Backfill refers to the process of filling in the gaps between bigger jobs with smaller jobs, basically just like using sand to fill in the void between a jar full of pebbles.

Schedulers try to avoid idling nodes. Smaller jobs start faster as backfill will put small jobs in gaps between big jobs. Let’s look at the following example. Each row represents a node/server. The transparent cells are unscheduled time whereas the colored cells represent job allocations. The same color is one job each, but can span several nodes as is the case with purple and green.

Backfill

Note the brown job that requires all 10 nodes. The soonest it can be scheduled is after the job on N2 is complete. This is what regular scheduling looks like. Lots of wasted time! Let’s say you wanted to run a job that requires 18 hours on 1 node. Based on the current schedule, when/where can it run? It can’t start until after the brown job has finished! But, if you can reduce your walltime to 6 hours, you can start immediately on N7. This is what backfill looks like: starting a lower priority job before a higher priority job in such a way that it doesn’t delay the start of the higher priority job.

Breaking up your jobs into even smaller units of time (i.e., less than 6 hours) means 13 of your jobs can start on 10 nodes before the 10-node job starts! You’ll want to check out your job stats page to see if you can reduce your job size. This example may seem contrived, but it really does happen, especially if you need a scarce resource like GPUs or huge memory.
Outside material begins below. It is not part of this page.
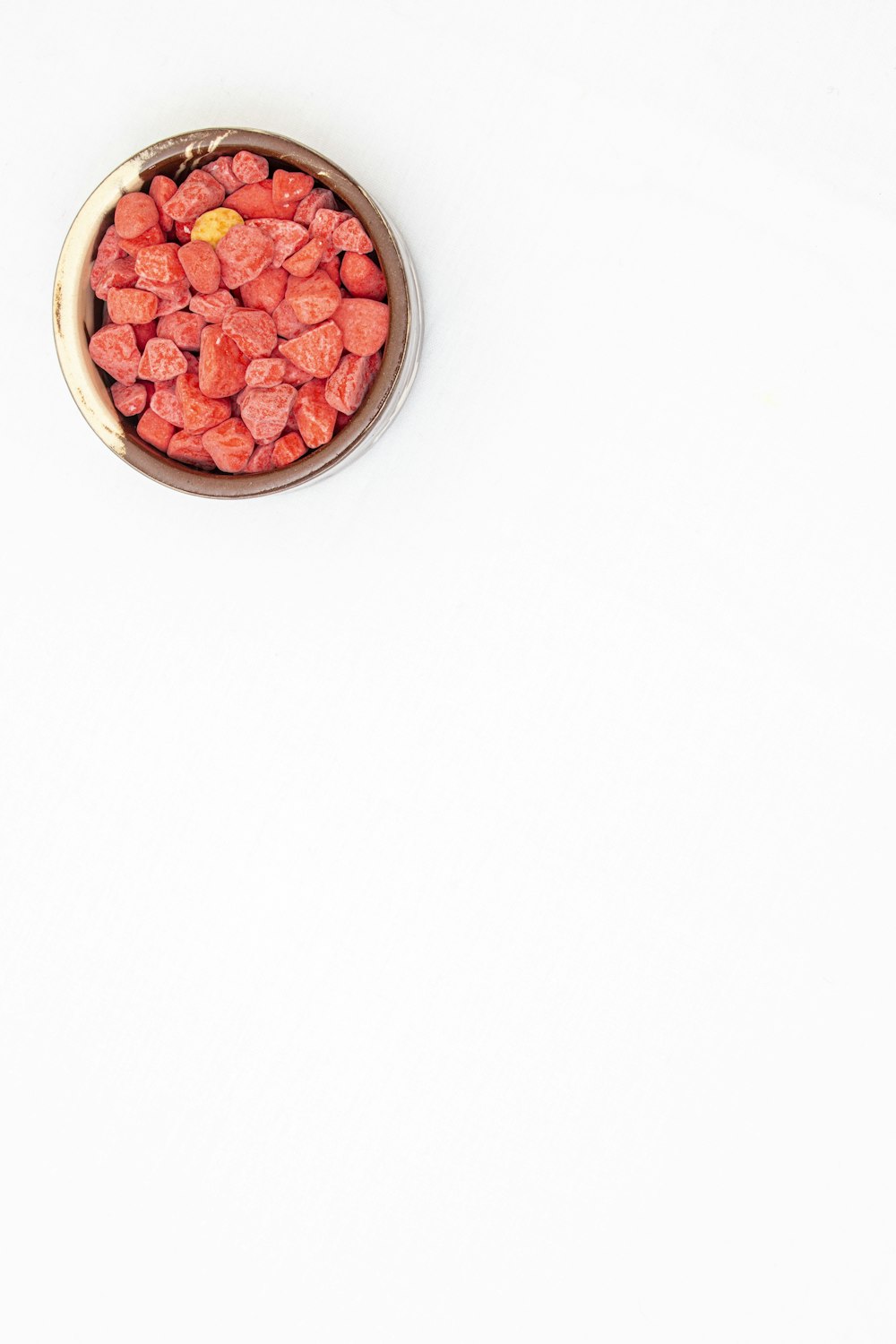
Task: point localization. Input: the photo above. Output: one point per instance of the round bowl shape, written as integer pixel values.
(77, 314)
In review, to take advantage of backfill:

  • Break up your jobs into shorter jobs.
  • Choose accurate walltimes, but don’t underestimate or your jobs will be killed.
  • Don’t make them too short. If you are doing a lot of jobs, then at least 1 hour is preferred. If you only have a few, it doesn’t matter very much.

Using Slurm

Read the submitting jobs and preemption sections of our wiki article on Slurm. Know what sbatch, salloc, sacct, squeue, and scancel do.